- Вы бы ушли, земляк, - сказал я ему, - ведь ваш полк спустился.
- Да уж все одно, постоим до конца! - отвечал он. Не знаю, как зовут его, не знаю даже, жив ли он, но всегда буду помнить торжественный тон его голоса.
Турецкие стрелки были от нас шагах в восьмистах, так что наши ружья вряд ли делали им большой урон. Кроме того, целый ряд турецких орудий стоял от нас шагах в 1200 - 1500 и засыпал нашу слабую цепь гранатами. Хотя пули убивают и ранят гораздо больше, но сильнейшее нравственное действие производят гранаты. Я лежал, понемногу постреливал, советуясь иногда с Павлом Игнатьевичем (капральный) о высоте прицела и не стрелять ли нам на авось в артиллерию. Пули визжали все чаще и чаще, наконец отдельных выстрелов вовсе не стало слышно: все слилось в какое-то жужжанье. Гранаты летели, визжа, издали; когда они приближались, то уже не визжали, а скрежетали и хлопали, разрываясь и обдавая людей осколками и землею. Я приподнялся посмотреть, что делается у нас в цепи. Лежавшие изредка дико вскрикивали, стоявшие за деревьями и на коленях падали иногда с криком, иногда молча.
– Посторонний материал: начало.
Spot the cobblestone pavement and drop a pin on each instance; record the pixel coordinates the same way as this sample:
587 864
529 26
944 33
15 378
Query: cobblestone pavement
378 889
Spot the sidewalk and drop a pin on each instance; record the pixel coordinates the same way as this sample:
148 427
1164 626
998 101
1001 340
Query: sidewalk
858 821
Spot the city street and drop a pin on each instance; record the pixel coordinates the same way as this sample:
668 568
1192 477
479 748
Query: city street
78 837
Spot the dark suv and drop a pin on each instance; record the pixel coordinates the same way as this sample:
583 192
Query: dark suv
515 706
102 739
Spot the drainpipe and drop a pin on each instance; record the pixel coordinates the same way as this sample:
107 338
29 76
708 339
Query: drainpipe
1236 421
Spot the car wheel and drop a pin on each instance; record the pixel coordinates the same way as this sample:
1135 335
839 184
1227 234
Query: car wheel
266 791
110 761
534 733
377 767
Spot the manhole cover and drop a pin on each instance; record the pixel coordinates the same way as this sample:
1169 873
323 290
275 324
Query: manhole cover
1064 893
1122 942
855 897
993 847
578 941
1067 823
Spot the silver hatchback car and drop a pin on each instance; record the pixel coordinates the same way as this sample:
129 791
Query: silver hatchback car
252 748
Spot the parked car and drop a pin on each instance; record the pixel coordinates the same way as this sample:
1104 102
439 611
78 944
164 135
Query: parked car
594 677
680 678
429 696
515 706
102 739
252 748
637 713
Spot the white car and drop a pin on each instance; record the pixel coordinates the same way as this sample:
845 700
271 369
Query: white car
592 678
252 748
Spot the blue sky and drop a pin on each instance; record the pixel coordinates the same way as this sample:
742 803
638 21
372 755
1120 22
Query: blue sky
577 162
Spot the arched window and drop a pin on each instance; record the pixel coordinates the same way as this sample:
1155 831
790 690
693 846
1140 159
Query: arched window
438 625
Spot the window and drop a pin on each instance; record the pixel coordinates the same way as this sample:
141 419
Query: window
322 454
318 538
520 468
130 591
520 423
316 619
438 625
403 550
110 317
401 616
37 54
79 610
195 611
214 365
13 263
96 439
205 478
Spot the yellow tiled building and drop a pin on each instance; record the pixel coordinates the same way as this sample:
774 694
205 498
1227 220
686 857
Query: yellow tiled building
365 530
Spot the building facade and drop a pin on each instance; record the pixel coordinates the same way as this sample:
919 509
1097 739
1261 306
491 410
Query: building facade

Гаврило Васильич только что выступил и, заряжая ружье, повалился ничком: осколок гранаты ударил ему в пах, вырвав внутренности. Раненые, кто мог, уползали, большею частью молча; впрочем, быть может, их крика и не было слышно за шумом боя.
Я начал стрелять снова. Турки собрались внизу котловины, на другом краю которой стояла их артиллерия, в колонны и шли на наши цепи в атаку. Прицеливаться стало ближе. Павел Игнатьевич методично заряжал и стрелял. Я также не жалел патронов, потому что целить было удобно. Темные фигуры с красными головами, шедшие на нас, падали, но все-таки шли. Вдруг красные головы исчезли: не знаю, неровность ли почвы или кусты закрыли колонну. Потеряв цель вблизи, я снова стал стрелять вдаль, в массы, стоявшие на дне котловины, и едва успел заметить, что и Павел Игнатьевич и софийский солдат исчезли, и всей нашей цепи уже не было. Я обернулся назад: солдаты сбежались в кучки и жарким ружейным огнем встречали наступавших турок. Я был один между нашими и турецкою колонною.
Что мне было делать? Не успел этот вопрос мелькнуть в голове, как около меня раздалось мое имя. Я опустил глаза - у моих ног лежал Федоров, молоденький солдат нашей роты, побывавший в Петербурге, хвативший цивилизации и выражавшийся почти литературным языком.
Теперь он лежал белый, как эта бумага; из разбитого плеча волною текла кровь.
- В. М., батюшка, дайте пить. Унесите, унесите, - жалобно просил он.
Я забыл все - и турок и пули. Одному мне нечего было и думать поднять рослого Федорова, а из наших никто не решался выскочить на тридцать шагов, даже для того, чтобы поднять раненого, несмотря на мои отчаянные вопли. Увидав офицера, молоденького прапорщика С, я начал кричать и ему:
- П. П., помогите! Никто не идет; помогите хоть вы! Может быть, С. и пришел бы, но пуля свалила его.
Я чуть не заплакал... Наконец два солдата, кажется нашей роты, кинулись ко мне. Мы взяли Федорова, не перестававшего жалобно повторять: "унесите, голубчики, Христа ради", - я за ноги, двое за плечи; тотчас же они опустили его на землю.
- Турки, турки! - кричали они, убегая.
Федоров был мертв. Я обернулся: в двадцати шагах от меня остановилась турецкая колонна, смутившаяся, испугавшаяся наших штыков...........
Через минуту что-то ударило меня будто огромным камнем. Я упал; кровь лилась из ноги струею. Помню, что тут я вдруг сразу вспомнил все: родину, родных, друзей, и радостно подумал, что я еще увижу их.
1877 г.
Примечания
Аясларское дело. Впервые - в прибавлении к газете "Новости", 1877, Л 296 - "Воскресное чтение".